I also felt that Jaigirdar started to make a very interesting point through a revelation Nishat comes to – deciding that she likes Flávia but couldn’t be with her right now because Flávia wasn’t ready to come out. I thought it was a lovely moment where Nishat made it clear that Flávia didn’t have to rush, but that she’d dealt with too much shame throughout her own life to feel good about having a secret relationship. I thought that sent a really good message and had Jaigirdar stuck with this through to the end of the book. I think it would have been a much more interesting and unique addition to the YA genre. Yet suddenly, Flávia was ready to come out and they were together, even though we still hadn’t been given any other reasons they should be together.

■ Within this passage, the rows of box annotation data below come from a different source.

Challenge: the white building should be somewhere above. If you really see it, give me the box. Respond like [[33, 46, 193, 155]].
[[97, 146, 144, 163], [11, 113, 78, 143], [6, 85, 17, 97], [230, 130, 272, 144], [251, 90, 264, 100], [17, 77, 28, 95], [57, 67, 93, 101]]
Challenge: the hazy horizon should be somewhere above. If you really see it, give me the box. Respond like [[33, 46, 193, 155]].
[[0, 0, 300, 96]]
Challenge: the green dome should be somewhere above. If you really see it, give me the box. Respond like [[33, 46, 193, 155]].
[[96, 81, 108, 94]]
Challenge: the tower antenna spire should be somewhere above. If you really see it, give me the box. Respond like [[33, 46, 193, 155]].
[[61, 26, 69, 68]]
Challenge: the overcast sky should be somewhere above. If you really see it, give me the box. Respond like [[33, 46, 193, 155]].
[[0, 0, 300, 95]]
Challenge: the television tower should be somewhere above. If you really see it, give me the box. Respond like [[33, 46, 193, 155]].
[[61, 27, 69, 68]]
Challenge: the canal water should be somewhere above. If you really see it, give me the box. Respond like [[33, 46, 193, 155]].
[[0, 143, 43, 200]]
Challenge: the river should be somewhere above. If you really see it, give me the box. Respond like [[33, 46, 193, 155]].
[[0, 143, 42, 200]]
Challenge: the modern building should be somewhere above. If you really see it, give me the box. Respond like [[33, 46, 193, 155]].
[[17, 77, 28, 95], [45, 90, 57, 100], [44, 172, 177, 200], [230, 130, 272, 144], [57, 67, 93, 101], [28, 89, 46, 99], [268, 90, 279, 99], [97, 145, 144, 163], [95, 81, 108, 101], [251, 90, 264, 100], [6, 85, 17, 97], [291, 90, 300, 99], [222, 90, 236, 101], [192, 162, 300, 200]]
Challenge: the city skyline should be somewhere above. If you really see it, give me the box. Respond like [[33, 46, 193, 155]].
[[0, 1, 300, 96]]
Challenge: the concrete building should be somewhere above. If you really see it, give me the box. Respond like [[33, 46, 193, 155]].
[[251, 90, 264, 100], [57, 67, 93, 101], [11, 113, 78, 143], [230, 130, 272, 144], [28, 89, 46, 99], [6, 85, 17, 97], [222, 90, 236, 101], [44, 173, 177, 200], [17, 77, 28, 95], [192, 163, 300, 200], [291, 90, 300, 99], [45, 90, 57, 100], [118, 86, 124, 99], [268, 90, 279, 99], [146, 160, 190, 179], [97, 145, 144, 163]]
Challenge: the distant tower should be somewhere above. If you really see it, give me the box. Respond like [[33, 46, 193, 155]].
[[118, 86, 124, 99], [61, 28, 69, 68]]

However, in spite of this, I found this book to be a really interesting read. I find myself thinking about it a lot, months after reading it, even though I gave it a solid three out of five stars after finishing it. Where this book shines, in my opinion, is in the conversations about Nishat’s sexuality and ethnicity – they are so wonderfully balanced that Jaigirdar presents her reader with a portrait of a truly intersectional identity. I have read too many books about queer people of colour where the conversation has been dominated by discussions of sexuality, and lightly interspersed by random comments about ethnicity that seem to have been included as afterthoughts. Of course, I don’t mean to say that those authors have to write about race in those situations, but it seems to me that those random, out of place comments can come as a result of a last-minute panic and a feeling of obligation to mention ethnicity when they don’t necessarily want to. But Jaigirdar does not do this – she presents Nishat’s ethnicity and sexuality as crucial parts of her identity that do not exist in a vacuum. They are intricately woven in a way that gives the reader a look into a unique and truly intersectional experience.

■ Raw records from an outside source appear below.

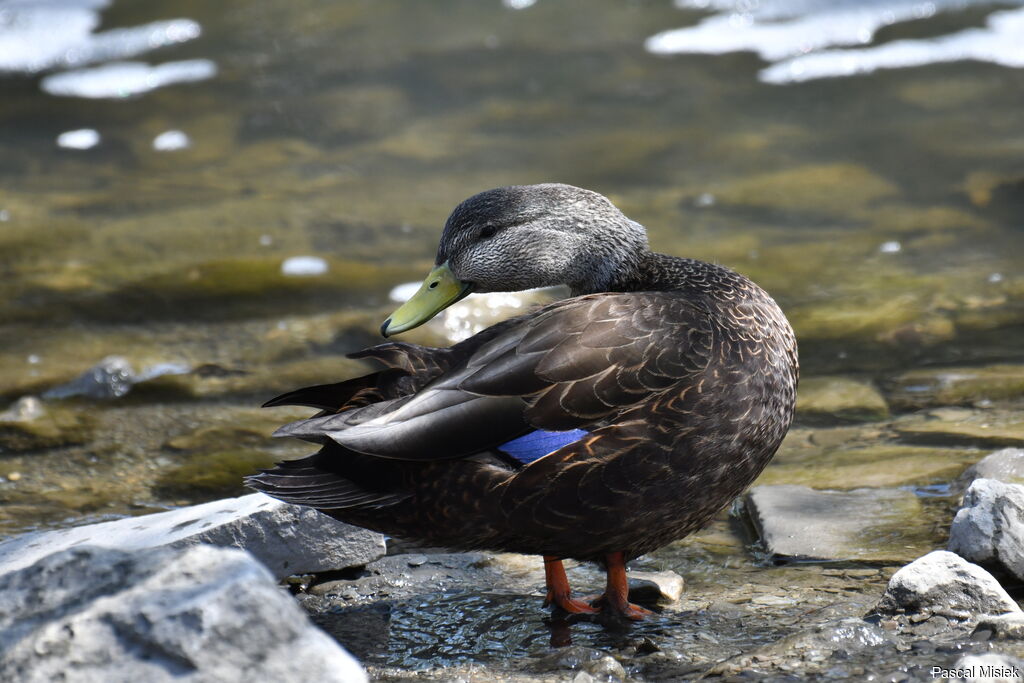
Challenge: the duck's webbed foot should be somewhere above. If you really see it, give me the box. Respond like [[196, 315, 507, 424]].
[[544, 553, 654, 622], [544, 555, 600, 614]]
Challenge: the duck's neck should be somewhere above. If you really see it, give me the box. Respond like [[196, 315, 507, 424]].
[[570, 251, 690, 296]]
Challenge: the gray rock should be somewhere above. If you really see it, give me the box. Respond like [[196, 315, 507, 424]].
[[974, 612, 1024, 640], [43, 355, 135, 398], [933, 652, 1024, 683], [0, 546, 367, 683], [958, 449, 1024, 488], [630, 571, 684, 603], [0, 494, 385, 579], [877, 550, 1021, 621], [947, 479, 1024, 579], [744, 484, 927, 561]]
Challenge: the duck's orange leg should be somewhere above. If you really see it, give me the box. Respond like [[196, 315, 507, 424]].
[[594, 553, 653, 622], [544, 555, 600, 614]]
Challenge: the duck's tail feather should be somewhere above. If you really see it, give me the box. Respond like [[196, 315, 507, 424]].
[[245, 453, 410, 510], [263, 369, 409, 413]]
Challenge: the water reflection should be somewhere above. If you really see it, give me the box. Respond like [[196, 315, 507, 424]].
[[646, 0, 1024, 84], [0, 0, 202, 73]]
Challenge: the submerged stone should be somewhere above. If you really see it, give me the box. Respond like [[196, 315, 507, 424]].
[[744, 485, 930, 562], [877, 550, 1021, 621], [892, 410, 1024, 447], [715, 164, 898, 215], [889, 365, 1024, 410], [0, 396, 96, 453], [0, 546, 367, 683], [154, 450, 281, 500], [0, 494, 384, 579], [758, 438, 978, 488], [958, 449, 1024, 486], [948, 479, 1024, 580], [797, 377, 889, 422]]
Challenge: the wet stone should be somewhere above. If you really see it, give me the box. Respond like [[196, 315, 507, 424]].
[[948, 479, 1024, 580], [892, 409, 1024, 449], [0, 494, 385, 579], [744, 484, 925, 561], [797, 377, 889, 423], [630, 571, 684, 603], [0, 546, 367, 683], [973, 612, 1024, 640], [876, 550, 1021, 622], [958, 449, 1024, 486], [0, 396, 96, 454], [948, 652, 1024, 683], [889, 365, 1024, 410]]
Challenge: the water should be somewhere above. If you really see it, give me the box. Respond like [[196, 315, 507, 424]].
[[0, 0, 1024, 676]]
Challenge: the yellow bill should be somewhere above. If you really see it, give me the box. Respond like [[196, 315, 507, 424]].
[[381, 261, 473, 337]]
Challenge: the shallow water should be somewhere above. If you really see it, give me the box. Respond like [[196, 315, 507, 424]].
[[0, 0, 1024, 679]]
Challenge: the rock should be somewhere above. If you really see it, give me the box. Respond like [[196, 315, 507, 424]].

I also think Jaigirdar’s presentation of Nishat’s homophobic parents is fascinating. She does not tarnish them as the evil villains who won’t love their daughter for who she is, but instead she presents us with carefully worded critique of a wider culture, one with a heavy emphasis on shame, and shows us what that can do to a family in a very tender scene between Nishat and her mother. As a result, I feel the book becomes one that is truly worth reading, despite the slightly underwhelming romance. Jaigirdar gives her novel a level of nuance that it sometimes not given to YA fiction.
Personally, I don’t think Jaigirdar needed to make this a romance; it could simply have been a book about Nishat juggling her Bangladeshi and queer identities in an environment that did not accept her. She could still have had a business rivalry with Flávia, and Nishat could still have realised that Flávia wasn’t that bad after all. Hell, she could have still had a crush on Flávia at the beginning, but I think it would have been a more well-rounded book if instead that crush hadn’t led to a forced romance. I think if Jaigirdar had written that book, it wouldn’t feel so anti-climactic, and it would have been a real gem of a book. Don’t get me wrong, I really did enjoy this book, and I feel like I have really learnt a lot from it, but for me, it's the conversations had on the page that make it worth reading, and not the romance you might be hoping for.